Piya Roy reminds me of Deepika Padukone in Piku. That steadfast gumption, the steely bravado, and the tender sadness it keeps covered. That vacant gaze of Padukone would embellish this adaptation.
RK Narayan's prose is so easy to adapt because so much of the drama is external, even as the anguish is internal. Guide is a great example. The Painter of Signs is no different, even as this book has Narayan write about sex and contraception in a way he hasn't written often. Raman, a painter of signs, is hired by Daisy to make signs for her birth control clinic. As happens often, Raman is instantly smitten, and understandably it is in this attraction that the drama lies. Set in Malgudi, Narayan's fictional South Indian town, this book looks at desire in his trademark voice of dry humour and subtle messaging.

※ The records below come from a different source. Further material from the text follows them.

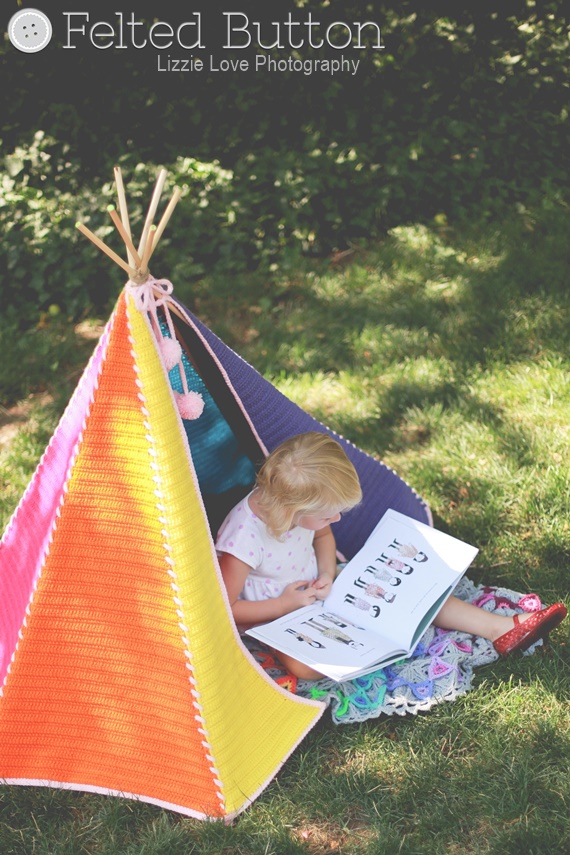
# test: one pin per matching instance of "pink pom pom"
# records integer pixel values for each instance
(171, 352)
(190, 405)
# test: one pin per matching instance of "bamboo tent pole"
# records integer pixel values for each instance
(152, 209)
(165, 217)
(126, 237)
(103, 246)
(123, 208)
(151, 238)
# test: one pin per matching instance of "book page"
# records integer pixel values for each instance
(327, 642)
(391, 585)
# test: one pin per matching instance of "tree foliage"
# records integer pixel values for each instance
(462, 115)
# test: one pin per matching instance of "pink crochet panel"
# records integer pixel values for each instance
(21, 560)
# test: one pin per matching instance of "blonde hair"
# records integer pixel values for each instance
(309, 473)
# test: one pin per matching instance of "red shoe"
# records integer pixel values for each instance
(536, 626)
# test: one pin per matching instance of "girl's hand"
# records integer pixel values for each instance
(323, 586)
(296, 595)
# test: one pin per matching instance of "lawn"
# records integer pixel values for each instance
(444, 352)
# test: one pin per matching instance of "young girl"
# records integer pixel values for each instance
(277, 551)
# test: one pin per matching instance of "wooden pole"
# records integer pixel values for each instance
(165, 217)
(152, 210)
(133, 254)
(123, 209)
(147, 250)
(103, 246)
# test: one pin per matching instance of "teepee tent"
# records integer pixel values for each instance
(121, 670)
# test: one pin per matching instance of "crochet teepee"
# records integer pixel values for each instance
(121, 670)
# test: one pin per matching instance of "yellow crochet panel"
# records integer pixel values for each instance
(129, 677)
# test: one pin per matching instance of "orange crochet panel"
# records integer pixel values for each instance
(128, 677)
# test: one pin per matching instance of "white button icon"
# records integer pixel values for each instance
(30, 30)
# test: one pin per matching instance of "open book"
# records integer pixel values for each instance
(379, 605)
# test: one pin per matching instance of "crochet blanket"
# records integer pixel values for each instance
(441, 668)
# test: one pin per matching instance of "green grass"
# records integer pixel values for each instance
(445, 354)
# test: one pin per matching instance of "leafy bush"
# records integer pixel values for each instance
(463, 115)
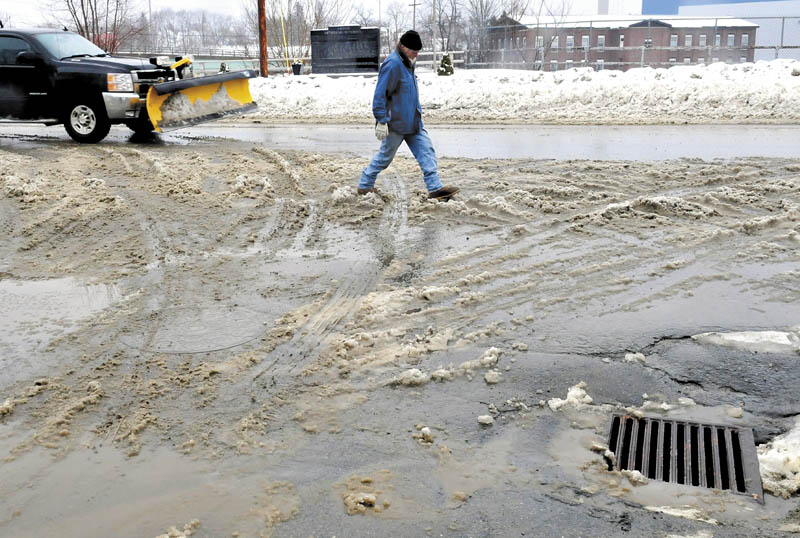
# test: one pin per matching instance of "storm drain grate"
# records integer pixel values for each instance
(689, 453)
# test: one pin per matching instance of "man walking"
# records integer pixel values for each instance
(398, 113)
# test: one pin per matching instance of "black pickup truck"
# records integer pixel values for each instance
(50, 76)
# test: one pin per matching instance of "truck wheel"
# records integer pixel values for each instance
(86, 121)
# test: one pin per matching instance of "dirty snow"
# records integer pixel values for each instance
(755, 341)
(779, 462)
(747, 92)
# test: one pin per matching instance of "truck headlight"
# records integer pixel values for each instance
(120, 82)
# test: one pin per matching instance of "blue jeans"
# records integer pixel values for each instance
(420, 145)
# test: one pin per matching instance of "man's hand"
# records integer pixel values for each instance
(381, 131)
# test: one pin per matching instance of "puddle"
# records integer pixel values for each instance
(33, 312)
(103, 493)
(196, 329)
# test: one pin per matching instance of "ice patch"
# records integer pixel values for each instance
(779, 462)
(412, 377)
(576, 397)
(756, 341)
(685, 511)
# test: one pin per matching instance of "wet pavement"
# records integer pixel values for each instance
(606, 142)
(229, 338)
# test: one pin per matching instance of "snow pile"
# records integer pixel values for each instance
(576, 397)
(779, 461)
(756, 341)
(719, 92)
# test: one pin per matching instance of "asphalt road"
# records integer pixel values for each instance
(604, 142)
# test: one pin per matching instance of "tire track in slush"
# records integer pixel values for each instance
(314, 335)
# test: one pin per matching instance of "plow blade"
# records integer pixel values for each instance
(172, 105)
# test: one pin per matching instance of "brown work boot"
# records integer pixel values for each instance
(443, 194)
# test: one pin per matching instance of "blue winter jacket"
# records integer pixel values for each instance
(396, 98)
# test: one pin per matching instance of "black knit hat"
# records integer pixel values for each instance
(411, 40)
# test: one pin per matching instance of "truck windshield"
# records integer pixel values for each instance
(65, 45)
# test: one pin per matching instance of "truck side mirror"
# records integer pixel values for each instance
(28, 57)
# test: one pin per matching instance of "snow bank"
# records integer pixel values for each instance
(756, 341)
(779, 461)
(759, 92)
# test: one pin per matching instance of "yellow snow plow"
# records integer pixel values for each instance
(180, 103)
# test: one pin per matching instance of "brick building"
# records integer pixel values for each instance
(611, 43)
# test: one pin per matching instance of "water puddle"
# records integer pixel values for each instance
(33, 312)
(196, 329)
(101, 493)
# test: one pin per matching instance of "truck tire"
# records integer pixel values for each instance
(86, 121)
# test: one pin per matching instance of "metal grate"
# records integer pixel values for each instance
(689, 453)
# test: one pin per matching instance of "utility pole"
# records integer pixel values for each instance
(433, 33)
(262, 38)
(414, 15)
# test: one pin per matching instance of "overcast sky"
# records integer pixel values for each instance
(29, 12)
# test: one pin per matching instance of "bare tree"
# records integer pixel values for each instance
(295, 19)
(516, 9)
(364, 17)
(480, 12)
(107, 23)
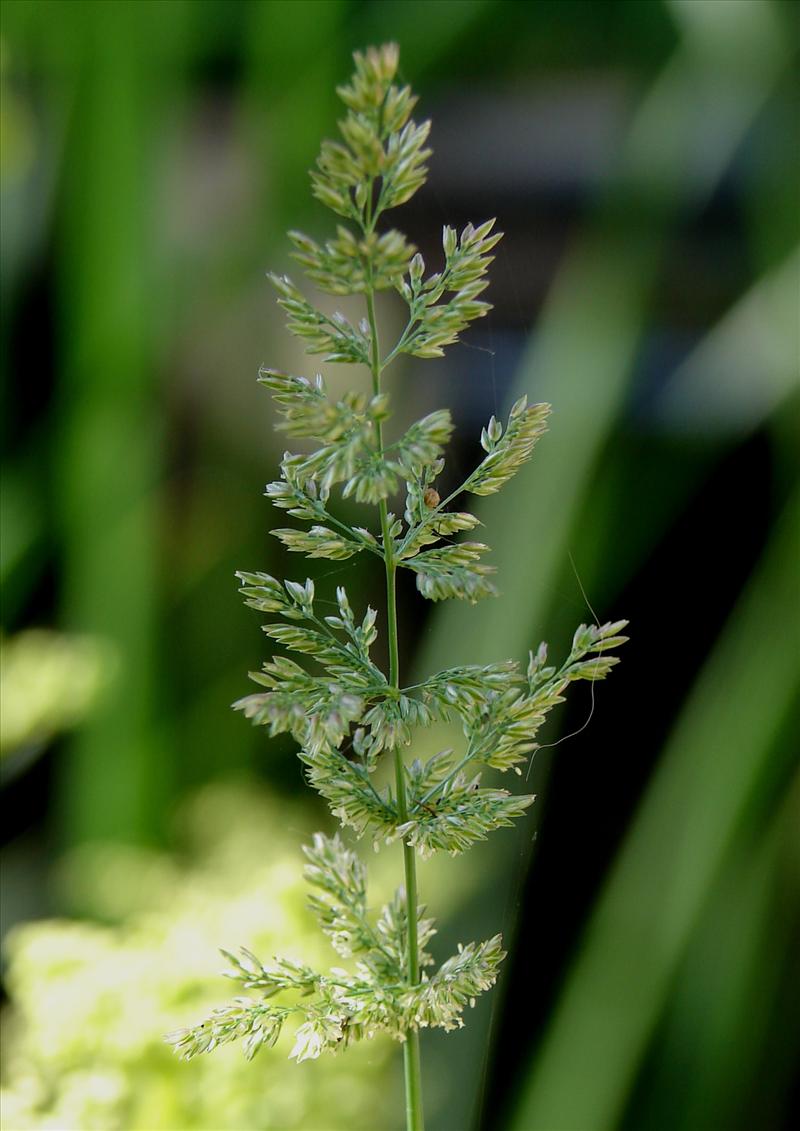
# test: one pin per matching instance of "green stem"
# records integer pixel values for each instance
(414, 1119)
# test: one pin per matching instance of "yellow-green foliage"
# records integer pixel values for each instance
(83, 1043)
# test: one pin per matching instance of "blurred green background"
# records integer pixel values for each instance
(642, 157)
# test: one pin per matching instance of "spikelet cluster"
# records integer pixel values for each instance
(334, 700)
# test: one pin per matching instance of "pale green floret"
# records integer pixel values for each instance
(345, 713)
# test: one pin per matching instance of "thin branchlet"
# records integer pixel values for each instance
(342, 709)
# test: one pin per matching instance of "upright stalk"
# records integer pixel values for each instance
(414, 1117)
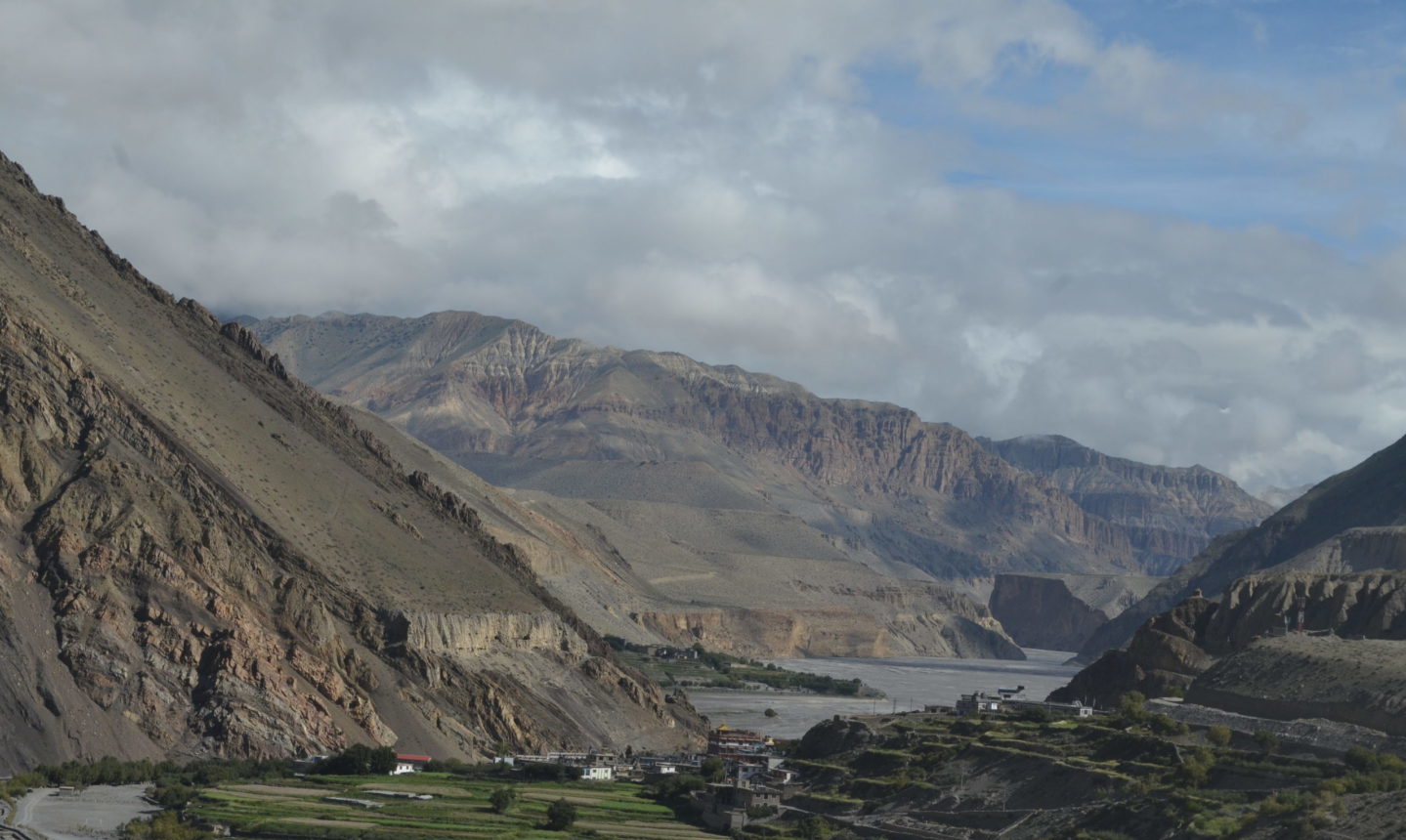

When I think of Daisy I am reminded of Sonam Kapoor in Pad Man. Roshan Mathew has that endearing, confused, and wide-eyed quality that would suit Raman, and really, most RK Narayan male characters.
So much of the drama of Arundhati Roy's debut God Of Small Things was inside the character- the split inside Ammu, and the tragedy of Velutha, the vile Baby Kochamma, and the twins' longing. There is a Pakistani show Talkhiyaan streaming on YouTube that adapted this book, though understandably the caste angle is axed.
But it is in her second novel that Roy's flair for drama comes out. There's a love story, but there's tragedy too- in Kashmir, in Delhi, in Dantewada. The main character Anjum is intersex, and idenfiies as a hijra. This would be a great moment to actually cast a hijra playing a hijra. She lives in a graveyard, a wonderful throwback to Pakeezah. I confess though, I did see Tabu in a lot of Anjum's dialogue, especially the dramatic introduction where she calls herself not just Anjum but also an Anjuman, a gathering.
However, it is the love between Tilottama, somewhat based on Roy herself and the Kashmiri militant Musa that is ripe for tender, engaging drama. This has to be a web-series because of the expansive nature of the content.
Reading Tilottama I was envisioning a young Roy with wild curls and a lanky frame- a reflection of whom I see in Saiyami Kher, and of course, there is Jim Sarbh as Musa.